攻殻機動隊のセリフから読み取る組織力とあり方

攻殻機動隊は結構昔のアニメで、科学技術が発展した日本が舞台で、新浜市という架空の地名が舞台となっていますが、九州がメインで語られています。

特に、「笑い男」という電脳犯罪者(簡単に言えば、現在のITネットワークが人間の脳まで浸透した状態の中でハッキングを行う犯罪者)と「個別の十一人」(人間の脳にウィルスを入れ込み、洗脳した状態でテロを行うように仕向ける状態にさせる)エピソードが有名です。

その中で、政府の組織に「公安9課」という、電脳犯罪専門のチームがあり、事件を解決へと導きます。

その公安9課は、個性的な集団ばかりですが、チームとしては最強の動きをなします。

公安9課の中のセリフから組織力として活かせるものなどをご紹介します。

 


我々の間には、チームプレーなどという都合のよい言い訳は存在せん。有るとすればスタンドプレーから生じる、チームワークだけだ。

荒巻大輔(課長)という、課のTOPの発言です。これは、個々人の能力が勝手に動くことで発揮され、それがたまたまチームワークとなっているだけという意味で、お互いを尊重しつつ、個々自発的に行動を起こすということを伝えているようです。大体、チームワークというのは、あいまいな言葉で使い方を誤ると、責任転嫁であったり、仕事の押し付け合いを良いように捉え表現してしまうとこのようになってしまいます。ただ、公安9課のように、お互いの能力が尖りすぎている状態でないとこういった組織は中々目指せないのではないかな・・・?と思ったりします。


いつ、いかなる時でも、私を信じて疑わない部下への信頼。それこそ私が今まで築き上げてきた財産の全てです。

これも、荒巻大輔の言葉です。

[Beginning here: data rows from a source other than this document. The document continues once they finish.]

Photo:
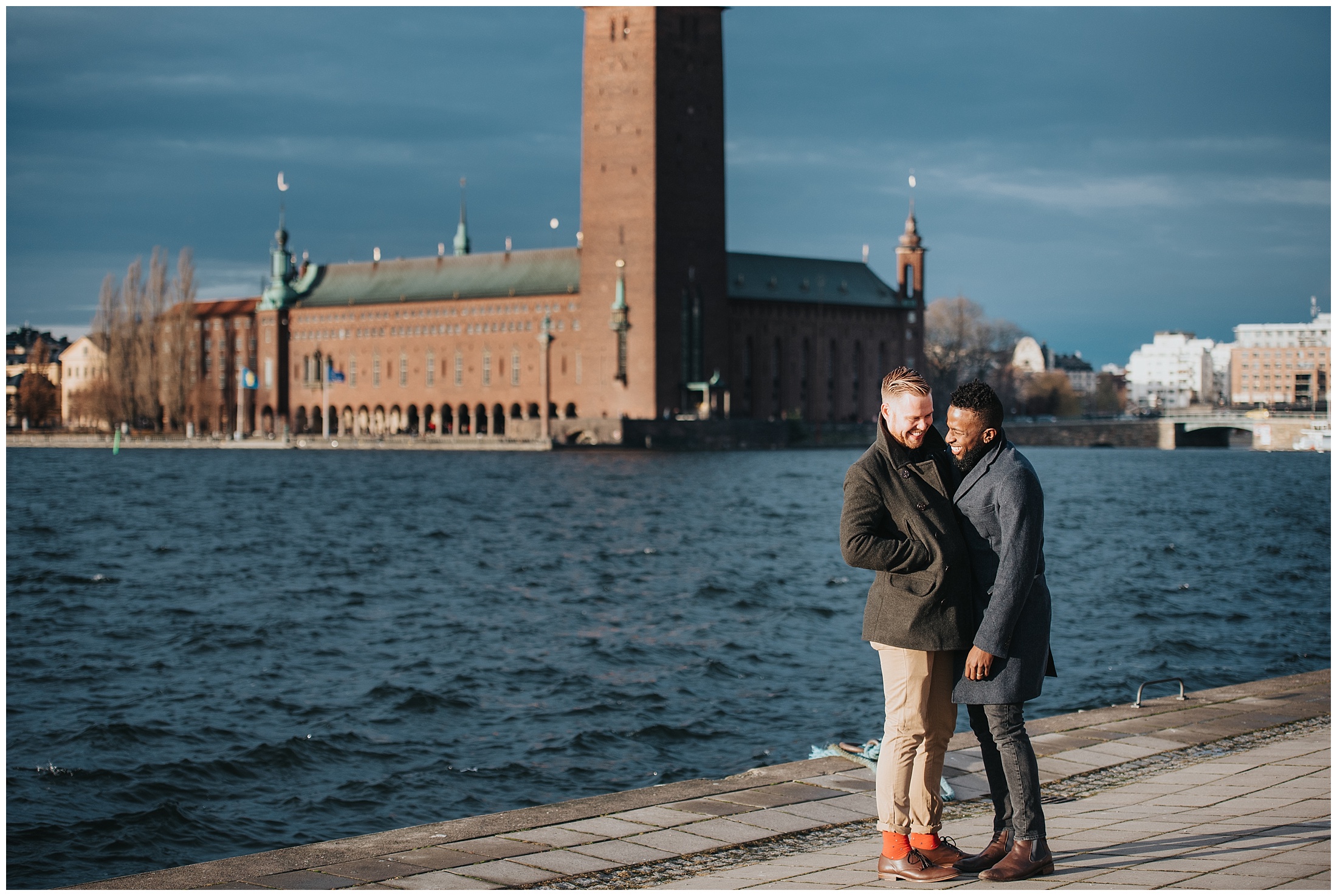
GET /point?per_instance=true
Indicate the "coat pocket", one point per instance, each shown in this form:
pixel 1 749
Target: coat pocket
pixel 916 583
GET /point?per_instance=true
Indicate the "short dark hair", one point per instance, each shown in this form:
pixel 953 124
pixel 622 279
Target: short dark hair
pixel 980 399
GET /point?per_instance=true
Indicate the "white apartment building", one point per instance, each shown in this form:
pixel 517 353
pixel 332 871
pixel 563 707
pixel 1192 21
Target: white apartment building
pixel 1173 371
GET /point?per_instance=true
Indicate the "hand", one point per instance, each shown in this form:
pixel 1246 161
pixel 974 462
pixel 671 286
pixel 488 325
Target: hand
pixel 978 664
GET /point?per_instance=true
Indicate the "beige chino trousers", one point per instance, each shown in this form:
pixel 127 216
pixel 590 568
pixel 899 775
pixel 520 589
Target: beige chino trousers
pixel 920 720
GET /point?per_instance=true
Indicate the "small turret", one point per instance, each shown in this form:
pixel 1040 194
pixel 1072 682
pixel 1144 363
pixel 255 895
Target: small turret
pixel 280 292
pixel 462 233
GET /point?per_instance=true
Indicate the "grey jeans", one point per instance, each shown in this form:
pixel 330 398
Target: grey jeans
pixel 1010 765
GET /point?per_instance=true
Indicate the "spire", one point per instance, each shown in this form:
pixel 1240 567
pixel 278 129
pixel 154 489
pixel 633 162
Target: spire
pixel 911 236
pixel 280 290
pixel 281 234
pixel 462 233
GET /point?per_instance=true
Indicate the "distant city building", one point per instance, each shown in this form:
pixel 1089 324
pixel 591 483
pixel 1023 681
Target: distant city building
pixel 18 360
pixel 83 366
pixel 1173 371
pixel 1281 364
pixel 1030 356
pixel 647 315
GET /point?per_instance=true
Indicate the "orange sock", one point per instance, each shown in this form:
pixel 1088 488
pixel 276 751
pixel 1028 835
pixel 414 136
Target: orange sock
pixel 895 846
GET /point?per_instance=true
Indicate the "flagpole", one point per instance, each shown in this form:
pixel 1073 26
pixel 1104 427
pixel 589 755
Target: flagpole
pixel 241 402
pixel 325 399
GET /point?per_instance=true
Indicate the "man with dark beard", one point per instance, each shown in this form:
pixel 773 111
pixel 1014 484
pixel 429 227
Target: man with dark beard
pixel 1002 510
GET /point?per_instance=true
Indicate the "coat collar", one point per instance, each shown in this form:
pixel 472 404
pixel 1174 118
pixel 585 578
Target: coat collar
pixel 981 467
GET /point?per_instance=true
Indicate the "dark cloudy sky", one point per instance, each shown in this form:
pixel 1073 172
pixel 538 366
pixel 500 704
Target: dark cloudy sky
pixel 1090 174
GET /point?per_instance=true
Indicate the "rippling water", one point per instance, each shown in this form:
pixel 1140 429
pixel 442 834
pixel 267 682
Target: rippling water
pixel 217 653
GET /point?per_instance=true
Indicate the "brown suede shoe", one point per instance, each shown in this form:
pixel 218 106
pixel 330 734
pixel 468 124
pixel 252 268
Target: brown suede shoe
pixel 946 855
pixel 913 867
pixel 1027 859
pixel 991 857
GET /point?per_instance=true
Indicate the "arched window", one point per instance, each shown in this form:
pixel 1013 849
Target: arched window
pixel 831 380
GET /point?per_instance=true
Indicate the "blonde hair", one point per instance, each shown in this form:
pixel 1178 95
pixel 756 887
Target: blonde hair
pixel 903 380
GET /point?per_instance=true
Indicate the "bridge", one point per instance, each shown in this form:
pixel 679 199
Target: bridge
pixel 1274 431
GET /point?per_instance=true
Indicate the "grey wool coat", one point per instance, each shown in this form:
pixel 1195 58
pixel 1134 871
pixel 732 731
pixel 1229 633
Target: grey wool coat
pixel 1002 508
pixel 898 519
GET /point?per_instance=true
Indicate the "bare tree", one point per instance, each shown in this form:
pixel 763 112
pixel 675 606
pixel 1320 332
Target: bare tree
pixel 143 326
pixel 176 359
pixel 961 344
pixel 38 400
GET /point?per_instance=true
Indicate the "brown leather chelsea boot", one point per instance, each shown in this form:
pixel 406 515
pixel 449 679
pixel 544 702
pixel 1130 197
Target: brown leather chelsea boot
pixel 913 867
pixel 1027 859
pixel 991 855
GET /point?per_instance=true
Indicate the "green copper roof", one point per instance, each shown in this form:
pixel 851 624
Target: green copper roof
pixel 785 279
pixel 539 272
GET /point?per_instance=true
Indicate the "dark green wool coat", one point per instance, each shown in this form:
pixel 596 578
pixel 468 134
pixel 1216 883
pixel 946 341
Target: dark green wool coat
pixel 899 521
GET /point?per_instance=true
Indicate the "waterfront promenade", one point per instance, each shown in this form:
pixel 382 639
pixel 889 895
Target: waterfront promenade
pixel 1225 791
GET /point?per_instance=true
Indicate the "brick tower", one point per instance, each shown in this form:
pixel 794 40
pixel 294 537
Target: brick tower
pixel 910 284
pixel 653 197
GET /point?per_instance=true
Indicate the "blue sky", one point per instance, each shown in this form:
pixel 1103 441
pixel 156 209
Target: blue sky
pixel 1090 174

これだけはっきり言える人がどれだけいるのだろうか・・・。


規範の中にいるときはそれを窮屈と感じるけど、規範なき行為はまた行為として成立しない。

主人公の草薙素子の言葉です。ちょっとだけ難しいですが、規範(会社のルール)の中にいるときは、窮屈感はあるが、規範なき行為(会社のルールを逸脱した行動)は、そもそも行為として認められないし、意味をなさないということです。


頭は立場が上の時に下げてこそはじめて効果がある。

これも課長の 荒巻大輔の言葉ですが、たいていの会社内外の場合、頭を下げるのは部下ですよね。それを逆に上がしてこそ、意味がある、効果があると言っています。いつも、頭下げていたらやり過ぎですが、ここぞという時に、行うことはかなりインパクトがあると思います。この言葉のまとめ方も素晴らしい・・・。


 

最後に・・・ちょっと組織とは違い、人生に関する一言。

人はおおむね自分で思うほどには、幸福でも不幸でもない。肝心なのは、望んだり生きたりすることに飽きないことだそうだ 。

課長の荒巻の言葉です。希望や生きがいを持つことが、肝心で人生の原動力となる、そして飽きることがむしろ不幸につながると言っているようです。

 

・・・・大人が評価するアニメとしても名高い攻殻機動隊ですが、様々な部分で実際にある書物の一節がキーワードとして現れたり、信仰に関してや、ITの進化に関しての先を映像化しています。いつも気になっていたのが、なぜか車だけは全く自動化していない、普通車でした。そのあたりも、自動車の自動化は出来ないとでも予言しているようにも見えます。ぜひ、ご覧になられていない方は一度。面白いと思いますよ。